- Manufacturer: Duncan & Fraser
- Assembly: Adelaide
- Constructed: 1912
- Number built: 4
- Fleet numbers: 127-130
- Capacity: 54 (as built) 49 (as modified)

Specifications
- Car length: 13.11 m (43 ft 1⁄8 in) (over bumpers)
- Width: 2.63 m (8 ft 7+9⁄16 in) (over footboards)
- Height: 3.53 m (11 ft 7 in)
- Wheel diameter: 838 mm (33.0 in) (driving) 508 mm (20.0 in) (pony)
- Weight: 16.6 tonnes / 16.30 tons
- Traction motors: 2 x 50 hp (37 kW) GE 202 2 x 65 hp (48 kW) GE 201G
- Power supply: 600 Volts DC
- Current collection: Trolley pole with trolley wheel
- Bogies: Brush 22E
- Track gauge: 1,435 mm (4 ft 8+1⁄2 in)

= O class Melbourne tram =

The O-class Melbourne tram were a group of four trams built in 1912 by Duncan & Fraser (Adelaide) for the Prahran & Malvern Tramways Trust (P&MTT) upon the recommendation of W. G. T. Goodman, Chief Engineer and General manager of the Adelaide tramways. They were allocated P&MTT fleet numbers 21 to 24. At the time of their introduction, they were by far the largest street-vehicles in Melbourne, and earned the nicknames Zeppelins and Dreadnoughts. Proving to be less than satisfactory in service, they were later sold to the Hawthorn Tramways Trust (HTT) in August 1916 as "surplus to requirements", however P&MTT soon ordered replacement tramcars. Coincidentally they retained their fleet numbers (21 to 24) whilst at Hawthorn.
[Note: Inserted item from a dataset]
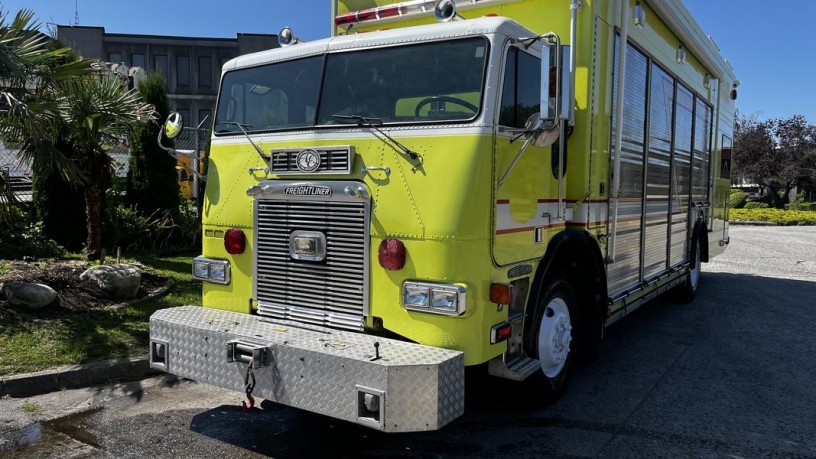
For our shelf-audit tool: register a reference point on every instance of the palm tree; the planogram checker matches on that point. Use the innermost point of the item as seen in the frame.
(30, 67)
(98, 112)
(52, 97)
All passed to the Melbourne & Metropolitan Tramways Board (M&MTB) on 2 February 1920, when that body took-over the HTT. Originally known as 'Metropolitan Cars', they were classified as O-class and renumbered 127 to 130 circa 1922. The O-class were the last of Melbourne's Maximum Traction trams to be up-graded from 50 hp motors to 65 hp, which required their Westinghouse T1F controllers being replaced by General Electric (GE) K 36 JR or GE B 23 D controllers at the same time, each tram being so treated between mid 1922 and mid 1923. Initially they were used on the Wattle Park and Burwood routes; the M&MTB transferred them to Glenhuntly depot after it was opened in 1923, and they were known to have been used on the East Brighton line. Due to safety concerns about conductors collecting fares whilst balancing on the footboards, a centre aisle was cut through five of the six cross-bench seats, thus reducing the seating capacity. For reasons not fully understood, these tramcars were more expensive to maintain than other similar types; together with their unpopularity with passengers (unconfirmed reports of doors opening or closing unexpectedly) the O-class were amongst the first electric trams to be disposed of by the M&MTB once sufficient standard W-class trams had been constructed to render smaller groups of older non-standard cars surplus. They were never painted in the M&MTB green livery.

Fifty similar trams had been built between 1910 and 1912 by A. Pengelley & Co for Adelaide's Municipal Tramways Trust as its type D; there were only slight differences in detail between trams of the two manufacturers, such as the Adelaide cars having concave rocker panels rather than convex. Due to this close similarity and compatibility of electrical equipment, the MTT willingly purchased all four O-class trams in late 1926; it is quite likely that the original electrical equipment was re-installed before the four cars were despatched to South Australia. On joining the MTT operational fleet in early 1927, they were renumbered 191 to 194 (from 128, 130, 127, and 129 respectively). The last of this group of four was withdrawn from regular service in 1957.

==Preservation==
One has been preserved:
- P&MTT/HTT no. 24 / M&MTB no. 130 by the Tramway Museum, St Kilda SA, as Adelaide Municipal Tramways Trust type D no. 192.